A recent study by CMO Huddles, Marketing Insider Group, and Renegade.com, put generative AI tools like ChatGPT to the test against human writers. The goal was to see how machine-generated content compared to human-authored and collaborative human/AI hybrid content.
The study compared 60 blog posts: 20 written by humans, 20 generated by AI (ChatGPT), and 20 AI-written but refined by humans. Articles were published over a 10-week period on Renegade.com. Performance was tracked across search visibility, rankings, and site traffic. Time spent writing and editing was also compared.
The results? Humans still come out on top for quality.
Here are the key takeaways from the research:
Human Content Drives More Traffic and Improves Rankings
The core finding is that human-written content simply performs better. Posts written exclusively by people generated 3x more website traffic and improved search rankings substantially more than AI-generated content.
This was evident in the study, where human-authored articles caused the site’s average Google ranking to jump from #96 to #84. AI-written posts actually caused rankings to decline slightly.
One standout AI article did briefly boost traffic and rankings. However, it was an outlier – overall human content clearly won on performance.
AI is Faster at Writing
What AI indisputably offers is speed. In the study, AI-generated posts took only 1/3 the time to produce compared to human authors. With the ability to instantly generate outlines and drafts, AI can significantly accelerate content creation. Even if the output needs refinement by humans, the time savings are substantial. For now, marketers should see AI as a way to write faster, but not necessarily better.
AI Alone Falls Short on Quality
The research found that AI-only content lacked consistency and contained factual errors. As a result, every single AI-generated article required human editing before it was suitable for publishing.

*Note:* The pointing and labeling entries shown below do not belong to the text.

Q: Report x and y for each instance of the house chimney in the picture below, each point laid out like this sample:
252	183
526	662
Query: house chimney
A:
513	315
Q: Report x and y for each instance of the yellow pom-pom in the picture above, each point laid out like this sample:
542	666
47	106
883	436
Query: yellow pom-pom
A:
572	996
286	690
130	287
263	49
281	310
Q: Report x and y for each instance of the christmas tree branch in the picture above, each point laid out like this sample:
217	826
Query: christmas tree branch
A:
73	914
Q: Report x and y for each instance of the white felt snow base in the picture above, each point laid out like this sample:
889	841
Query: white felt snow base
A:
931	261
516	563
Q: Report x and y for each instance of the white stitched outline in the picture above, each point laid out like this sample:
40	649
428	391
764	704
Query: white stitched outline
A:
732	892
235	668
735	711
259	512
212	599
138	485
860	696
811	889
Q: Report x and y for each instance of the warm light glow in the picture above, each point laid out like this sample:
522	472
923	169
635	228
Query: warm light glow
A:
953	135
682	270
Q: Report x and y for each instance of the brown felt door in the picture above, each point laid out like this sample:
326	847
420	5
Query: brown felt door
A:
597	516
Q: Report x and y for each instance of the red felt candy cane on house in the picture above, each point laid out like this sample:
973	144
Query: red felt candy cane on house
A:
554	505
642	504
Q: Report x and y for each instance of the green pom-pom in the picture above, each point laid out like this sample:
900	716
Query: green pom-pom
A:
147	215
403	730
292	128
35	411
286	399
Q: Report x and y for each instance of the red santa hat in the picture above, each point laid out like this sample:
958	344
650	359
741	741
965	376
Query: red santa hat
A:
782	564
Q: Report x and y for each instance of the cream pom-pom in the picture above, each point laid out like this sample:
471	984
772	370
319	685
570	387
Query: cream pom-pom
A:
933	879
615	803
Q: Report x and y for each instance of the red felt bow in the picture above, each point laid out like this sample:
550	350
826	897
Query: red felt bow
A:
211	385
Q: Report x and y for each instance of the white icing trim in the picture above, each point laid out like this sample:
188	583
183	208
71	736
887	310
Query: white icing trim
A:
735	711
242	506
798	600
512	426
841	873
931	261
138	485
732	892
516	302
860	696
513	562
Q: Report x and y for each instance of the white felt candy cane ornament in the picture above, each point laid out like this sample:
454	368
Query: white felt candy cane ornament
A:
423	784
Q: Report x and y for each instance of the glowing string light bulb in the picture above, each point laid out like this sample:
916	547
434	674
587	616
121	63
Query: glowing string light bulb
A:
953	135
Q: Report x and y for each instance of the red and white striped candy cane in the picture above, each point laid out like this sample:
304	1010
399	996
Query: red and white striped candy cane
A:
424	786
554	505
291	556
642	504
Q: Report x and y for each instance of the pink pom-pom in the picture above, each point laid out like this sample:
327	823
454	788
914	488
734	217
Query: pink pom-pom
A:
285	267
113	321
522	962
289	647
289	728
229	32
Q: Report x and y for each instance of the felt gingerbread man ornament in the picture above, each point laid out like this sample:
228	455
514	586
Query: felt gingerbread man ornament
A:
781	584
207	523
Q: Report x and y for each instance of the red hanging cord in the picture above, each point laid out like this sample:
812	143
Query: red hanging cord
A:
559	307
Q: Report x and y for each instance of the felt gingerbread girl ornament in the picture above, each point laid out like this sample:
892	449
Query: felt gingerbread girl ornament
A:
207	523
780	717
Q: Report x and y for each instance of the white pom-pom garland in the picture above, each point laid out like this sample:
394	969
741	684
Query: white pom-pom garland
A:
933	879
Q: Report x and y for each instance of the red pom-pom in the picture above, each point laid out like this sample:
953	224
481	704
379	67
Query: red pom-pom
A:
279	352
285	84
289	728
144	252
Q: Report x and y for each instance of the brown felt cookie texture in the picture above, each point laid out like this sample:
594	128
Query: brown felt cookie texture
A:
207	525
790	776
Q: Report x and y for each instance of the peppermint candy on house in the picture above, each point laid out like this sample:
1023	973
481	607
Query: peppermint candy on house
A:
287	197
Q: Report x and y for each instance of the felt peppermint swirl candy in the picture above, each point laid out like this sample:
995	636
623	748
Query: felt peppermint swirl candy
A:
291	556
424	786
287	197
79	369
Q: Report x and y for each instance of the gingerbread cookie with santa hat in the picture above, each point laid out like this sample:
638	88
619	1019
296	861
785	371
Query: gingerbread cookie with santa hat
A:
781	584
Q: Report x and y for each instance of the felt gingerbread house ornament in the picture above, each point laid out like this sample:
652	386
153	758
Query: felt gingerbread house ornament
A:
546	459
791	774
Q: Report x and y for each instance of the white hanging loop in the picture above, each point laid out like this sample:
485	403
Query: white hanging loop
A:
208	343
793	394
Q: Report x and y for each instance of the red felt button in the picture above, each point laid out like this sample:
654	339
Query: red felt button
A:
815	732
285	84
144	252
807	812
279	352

Additionally, all headlines written by AI had to be discarded and replaced by humans. This suggests that, at our current stage of AI advancement, generative tools still require oversight by human authors and editors to catch mistakes.
Human-AI Hybrid Content Shows Promise
AI-generated posts that were rewritten by humans to be on par with fully human-authored articles did demonstrate potential. While human-only content still performed best overall, collaborative human/AI hybrid content had bursts of strong performance. It generated more visibility than human-written articles during certain periods. This indicates that, with practice, content teams may get better at optimizing AI to enhance rather than replace human writing. More testing is needed.
The Takeaway for Marketers
For B2B content marketers, the implications are clear: AI can accelerate writing, but human creators are still indispensable. Brands eager to cut costs should proceed cautiously with over-reliance on AI, as quality issues persist. Instead, savvy marketers should focus on using generative tools collaboratively to aid human writers, not replace them.
With thoughtful integration of AI into their content processes, marketers can drive efficiency while maintaining the superior performance of human-crafted content. But pure AI-generated content alone cannot yet produce the results needed to justify eliminating human authors.
At least not yet. With rapid advancements in natural language AI, the trajectory seems clear. But for now, the message for B2B brands is simple – don’t hand over content creation to the machines just yet. When used strategically, AI can enhance human writing, but it takes skillful humans to develop B2B content that cuts through.